Sorry, but no. Treason means acting directly and intentionally counter to the interests of your own country, not just its current administration. Otherwise it would have been treason to force Nixon out of office. The act of outing an undercover CIA operative - especially one who's doing the very work that's supposed to save the country from destruction - is treasonous in a literal, if not legal, sense. And lastly, this act does not, from where I'm seeing it, seem to be in the interest of this administration. Quite the contrary.
posted by soyjoy at 6:39 PM on October 2, 2003


thomcatspike's WMD link comes from the Agonist where the subtitle read Treat As Suspect. The Agonist was being extremely generous--that story makes Debkafile--nay, the Weekly World News--look like the New York Times in comparison to the Hindustani Times. It's right up there with the Mystery Ships in the credibility department. No, I take that back--the Mystery Ships were a lot more believable. Batboy on 20/20 is a more likely October surprise.
posted by y2karl at 7:24 PM on October 2, 2003


John Dean thinks Plame and Wilson should file a civil suit. Apparently a civil suit played an instrumental role in Watergate.
posted by homunculus at 9:28 PM on October 2, 2003


And here's an interview with Daniel Ellsberg discussing the similarities.
posted by homunculus at 4:08 PM on October 3, 2003


Leak of Agent's Name Causes Exposure of CIA Front Firm

The leak of a CIA operative's name has also exposed the identity of a CIA front company, potentially expanding the damage caused by the original disclosure, Bush administration officials said yesterday.

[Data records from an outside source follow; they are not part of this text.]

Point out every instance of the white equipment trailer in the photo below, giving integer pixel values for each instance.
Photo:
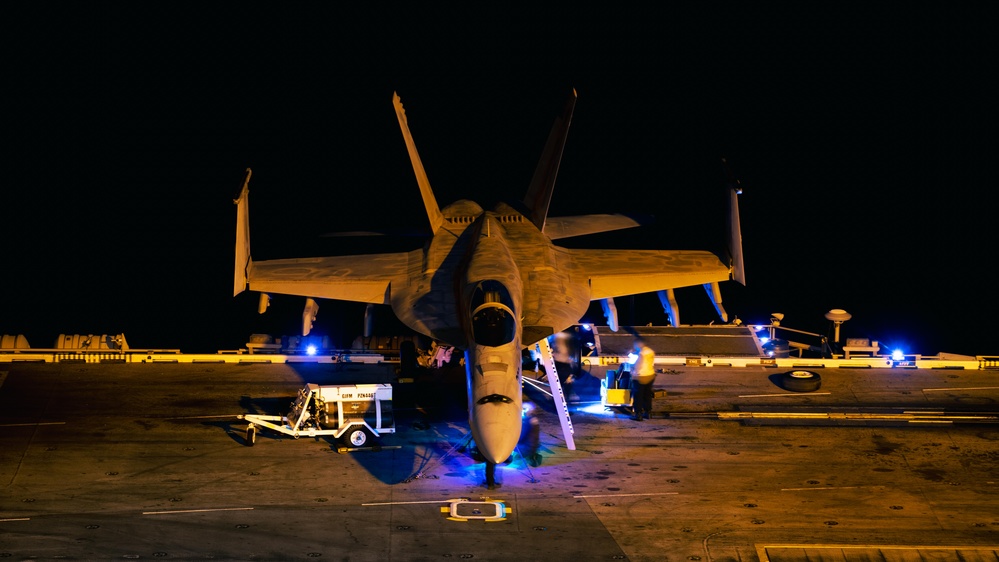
(352, 413)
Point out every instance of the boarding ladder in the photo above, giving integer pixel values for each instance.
(561, 408)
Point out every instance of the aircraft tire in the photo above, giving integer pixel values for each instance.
(801, 381)
(357, 437)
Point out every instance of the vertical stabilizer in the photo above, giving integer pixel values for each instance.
(433, 211)
(539, 194)
(734, 228)
(242, 236)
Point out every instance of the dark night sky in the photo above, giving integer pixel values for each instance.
(865, 140)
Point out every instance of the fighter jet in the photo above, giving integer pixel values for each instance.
(491, 283)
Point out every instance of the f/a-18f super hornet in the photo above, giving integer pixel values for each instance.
(493, 283)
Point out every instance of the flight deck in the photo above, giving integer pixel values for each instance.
(149, 460)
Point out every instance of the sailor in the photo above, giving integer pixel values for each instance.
(643, 375)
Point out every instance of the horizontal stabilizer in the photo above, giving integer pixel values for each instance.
(567, 227)
(242, 235)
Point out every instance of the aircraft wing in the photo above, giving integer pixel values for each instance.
(615, 273)
(365, 278)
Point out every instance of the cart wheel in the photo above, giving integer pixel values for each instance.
(801, 381)
(357, 437)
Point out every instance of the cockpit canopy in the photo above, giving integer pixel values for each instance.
(494, 322)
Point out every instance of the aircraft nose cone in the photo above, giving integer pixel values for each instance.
(497, 430)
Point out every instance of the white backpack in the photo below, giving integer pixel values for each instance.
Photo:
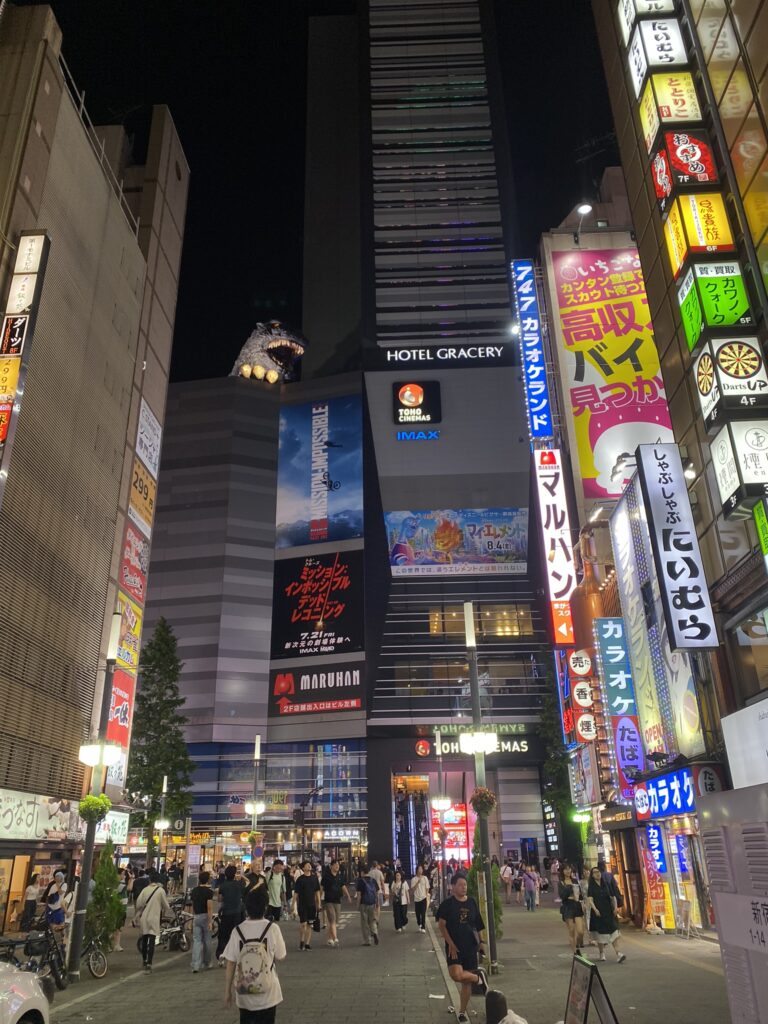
(254, 965)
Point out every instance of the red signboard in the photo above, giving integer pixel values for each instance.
(134, 562)
(121, 709)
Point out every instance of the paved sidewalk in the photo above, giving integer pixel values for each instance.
(664, 978)
(389, 983)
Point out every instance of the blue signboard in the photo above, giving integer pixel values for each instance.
(655, 845)
(666, 796)
(681, 842)
(531, 349)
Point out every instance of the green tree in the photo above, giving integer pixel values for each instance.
(104, 913)
(472, 887)
(158, 747)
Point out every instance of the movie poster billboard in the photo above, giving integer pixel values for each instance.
(320, 472)
(121, 708)
(316, 689)
(134, 562)
(317, 605)
(615, 397)
(458, 542)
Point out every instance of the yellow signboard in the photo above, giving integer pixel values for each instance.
(9, 367)
(648, 116)
(674, 236)
(143, 493)
(676, 96)
(130, 633)
(707, 225)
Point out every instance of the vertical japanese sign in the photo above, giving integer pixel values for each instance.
(558, 547)
(615, 672)
(665, 687)
(16, 334)
(609, 366)
(685, 595)
(531, 349)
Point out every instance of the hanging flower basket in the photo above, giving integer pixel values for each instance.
(482, 801)
(94, 809)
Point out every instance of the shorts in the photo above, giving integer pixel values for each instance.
(467, 958)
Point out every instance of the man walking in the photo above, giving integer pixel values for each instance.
(333, 887)
(378, 876)
(368, 901)
(275, 885)
(202, 900)
(460, 923)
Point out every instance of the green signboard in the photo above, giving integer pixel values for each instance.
(690, 310)
(761, 524)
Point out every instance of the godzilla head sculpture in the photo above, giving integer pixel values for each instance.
(270, 353)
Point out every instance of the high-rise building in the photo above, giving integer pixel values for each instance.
(90, 244)
(402, 481)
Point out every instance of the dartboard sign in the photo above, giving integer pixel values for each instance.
(731, 380)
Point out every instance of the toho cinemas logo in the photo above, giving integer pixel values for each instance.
(306, 692)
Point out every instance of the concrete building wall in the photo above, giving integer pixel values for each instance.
(213, 550)
(91, 360)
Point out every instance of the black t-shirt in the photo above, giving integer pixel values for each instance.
(230, 892)
(305, 887)
(200, 896)
(462, 921)
(332, 885)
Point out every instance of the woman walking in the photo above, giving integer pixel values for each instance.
(150, 906)
(571, 910)
(603, 922)
(420, 892)
(398, 895)
(530, 886)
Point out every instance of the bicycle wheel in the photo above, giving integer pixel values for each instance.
(97, 963)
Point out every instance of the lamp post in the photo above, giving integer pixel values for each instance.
(98, 756)
(479, 742)
(162, 823)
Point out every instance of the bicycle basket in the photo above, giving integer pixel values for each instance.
(36, 944)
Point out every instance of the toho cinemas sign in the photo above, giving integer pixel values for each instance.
(316, 690)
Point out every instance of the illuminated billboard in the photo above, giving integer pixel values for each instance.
(558, 544)
(317, 605)
(458, 542)
(614, 394)
(320, 472)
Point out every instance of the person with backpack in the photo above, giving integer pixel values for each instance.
(250, 955)
(398, 895)
(150, 908)
(306, 901)
(368, 900)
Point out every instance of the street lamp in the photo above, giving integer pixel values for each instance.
(480, 743)
(98, 756)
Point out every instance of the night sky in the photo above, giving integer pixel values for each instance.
(233, 76)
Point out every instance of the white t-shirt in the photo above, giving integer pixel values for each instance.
(420, 887)
(275, 944)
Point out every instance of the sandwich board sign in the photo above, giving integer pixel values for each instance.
(587, 989)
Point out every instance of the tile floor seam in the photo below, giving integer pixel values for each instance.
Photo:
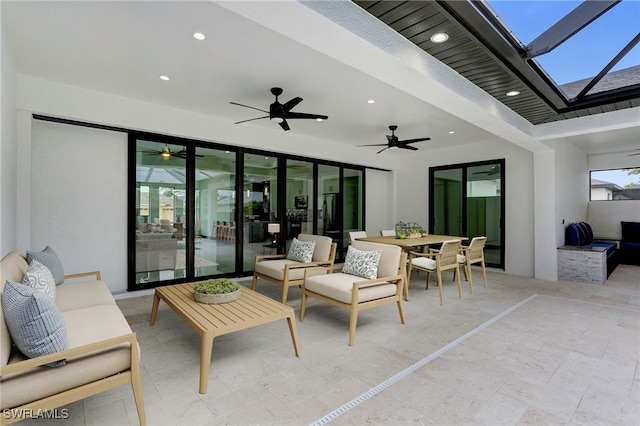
(378, 388)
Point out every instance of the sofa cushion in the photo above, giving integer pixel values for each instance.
(630, 232)
(339, 286)
(362, 263)
(86, 326)
(275, 269)
(39, 277)
(301, 251)
(50, 259)
(83, 294)
(35, 323)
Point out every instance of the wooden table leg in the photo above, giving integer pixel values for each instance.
(206, 347)
(154, 309)
(294, 334)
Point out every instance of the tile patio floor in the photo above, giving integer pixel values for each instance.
(523, 351)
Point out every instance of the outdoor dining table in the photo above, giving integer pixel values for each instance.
(410, 244)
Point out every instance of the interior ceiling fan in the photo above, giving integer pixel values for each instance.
(166, 152)
(394, 142)
(280, 113)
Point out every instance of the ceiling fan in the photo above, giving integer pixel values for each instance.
(166, 152)
(492, 171)
(394, 142)
(279, 113)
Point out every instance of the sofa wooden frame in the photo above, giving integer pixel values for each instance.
(132, 375)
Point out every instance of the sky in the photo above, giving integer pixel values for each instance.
(619, 177)
(587, 52)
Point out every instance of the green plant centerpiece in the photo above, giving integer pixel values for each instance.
(216, 290)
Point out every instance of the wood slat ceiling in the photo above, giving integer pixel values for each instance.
(417, 20)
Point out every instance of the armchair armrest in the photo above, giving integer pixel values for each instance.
(84, 274)
(269, 256)
(27, 364)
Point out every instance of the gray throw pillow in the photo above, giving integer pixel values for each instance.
(301, 251)
(362, 263)
(39, 277)
(50, 259)
(35, 324)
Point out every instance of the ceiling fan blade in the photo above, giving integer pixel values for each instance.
(251, 119)
(414, 140)
(292, 103)
(305, 115)
(247, 106)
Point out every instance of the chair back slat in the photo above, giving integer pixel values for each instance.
(476, 248)
(449, 252)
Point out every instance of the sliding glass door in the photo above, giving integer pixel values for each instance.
(198, 210)
(468, 200)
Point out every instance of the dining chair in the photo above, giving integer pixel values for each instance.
(287, 270)
(371, 276)
(353, 235)
(473, 253)
(444, 259)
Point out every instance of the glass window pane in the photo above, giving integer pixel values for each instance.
(215, 212)
(609, 185)
(160, 208)
(259, 195)
(299, 200)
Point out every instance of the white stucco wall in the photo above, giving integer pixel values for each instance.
(8, 150)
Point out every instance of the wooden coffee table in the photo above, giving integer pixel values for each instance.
(209, 321)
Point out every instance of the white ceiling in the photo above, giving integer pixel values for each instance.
(122, 47)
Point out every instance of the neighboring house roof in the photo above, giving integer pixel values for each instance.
(595, 183)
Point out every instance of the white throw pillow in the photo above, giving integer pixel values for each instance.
(301, 251)
(362, 263)
(40, 278)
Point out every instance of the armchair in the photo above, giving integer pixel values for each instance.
(473, 253)
(357, 288)
(444, 259)
(280, 270)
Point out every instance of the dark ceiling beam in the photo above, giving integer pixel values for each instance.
(574, 21)
(608, 67)
(480, 24)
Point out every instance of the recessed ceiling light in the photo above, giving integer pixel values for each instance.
(439, 37)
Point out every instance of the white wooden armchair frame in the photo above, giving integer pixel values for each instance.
(357, 285)
(287, 281)
(445, 259)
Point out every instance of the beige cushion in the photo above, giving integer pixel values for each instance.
(339, 286)
(83, 294)
(424, 262)
(323, 246)
(83, 326)
(275, 269)
(389, 259)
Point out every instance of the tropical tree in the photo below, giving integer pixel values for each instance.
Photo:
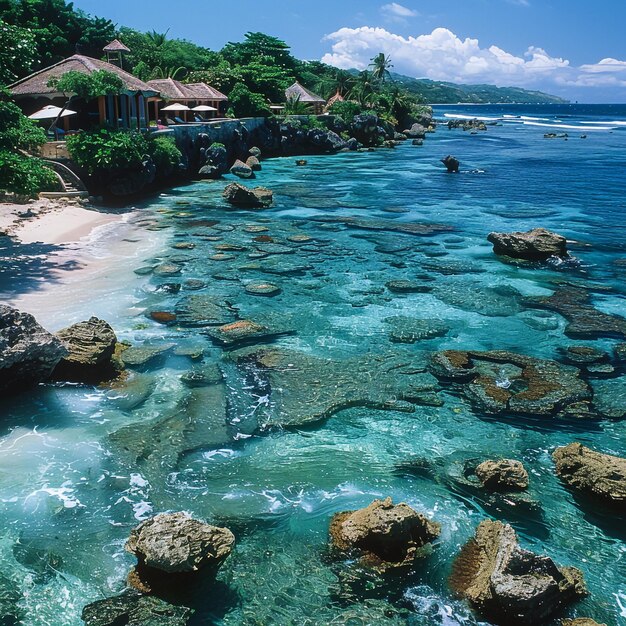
(380, 65)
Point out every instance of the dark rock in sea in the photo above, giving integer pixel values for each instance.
(238, 195)
(417, 131)
(407, 286)
(133, 609)
(384, 535)
(253, 163)
(601, 476)
(584, 320)
(502, 475)
(91, 346)
(304, 389)
(171, 544)
(240, 169)
(262, 288)
(131, 392)
(204, 310)
(500, 382)
(245, 332)
(28, 352)
(509, 585)
(452, 164)
(167, 269)
(142, 355)
(538, 244)
(411, 330)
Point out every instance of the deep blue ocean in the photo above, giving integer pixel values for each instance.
(70, 492)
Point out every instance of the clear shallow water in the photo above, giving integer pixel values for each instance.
(70, 497)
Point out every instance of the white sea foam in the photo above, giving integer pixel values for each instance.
(568, 126)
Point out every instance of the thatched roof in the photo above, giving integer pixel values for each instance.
(37, 84)
(302, 93)
(174, 90)
(116, 46)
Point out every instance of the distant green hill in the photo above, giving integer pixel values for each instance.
(435, 92)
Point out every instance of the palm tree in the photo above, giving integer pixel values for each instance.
(380, 67)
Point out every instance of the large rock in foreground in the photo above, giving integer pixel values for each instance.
(132, 609)
(256, 197)
(509, 585)
(538, 244)
(501, 382)
(91, 346)
(385, 535)
(28, 352)
(174, 543)
(503, 475)
(601, 476)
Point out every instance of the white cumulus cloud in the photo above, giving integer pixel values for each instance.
(442, 55)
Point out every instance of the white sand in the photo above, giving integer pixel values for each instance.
(53, 222)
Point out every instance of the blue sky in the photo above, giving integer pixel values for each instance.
(572, 48)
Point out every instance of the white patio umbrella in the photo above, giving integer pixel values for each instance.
(176, 107)
(50, 112)
(204, 107)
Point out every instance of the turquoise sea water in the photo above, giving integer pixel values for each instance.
(70, 496)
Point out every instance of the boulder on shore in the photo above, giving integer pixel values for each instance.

Wilson Hires Lawyer As Leak Probe Intensifies

The couple's lawyer, Christopher Wolf, says "obviously the Wilsons' right to privacy has been violated."
posted by y2karl at 6:49 PM on October 3, 2003


...Bush administration officials said yesterday.
so are they leaking about the leak now? And doesn't this info hurt more people in the field or at the CIA?
posted by amberglow at 7:31 PM on October 3, 2003


"The truth, however, is that Novak's televised mention of Plame's 'employer' is a non-issue -- at least in terms of doing further damage. The damage was done on July 14th when he first mentioned her name."
posted by homunculus at 10:40 AM on October 4, 2003


Here is a detailed, day-by-day chronology of Bush's reaction to the leak.
posted by homunculus at 4:34 PM on October 4, 2003


that's hysterical, homunculus (and pathetic too)
posted by amberglow at 5:07 PM on October 4, 2003


interesting take on the whole thing by the godfather of outing, Signorile.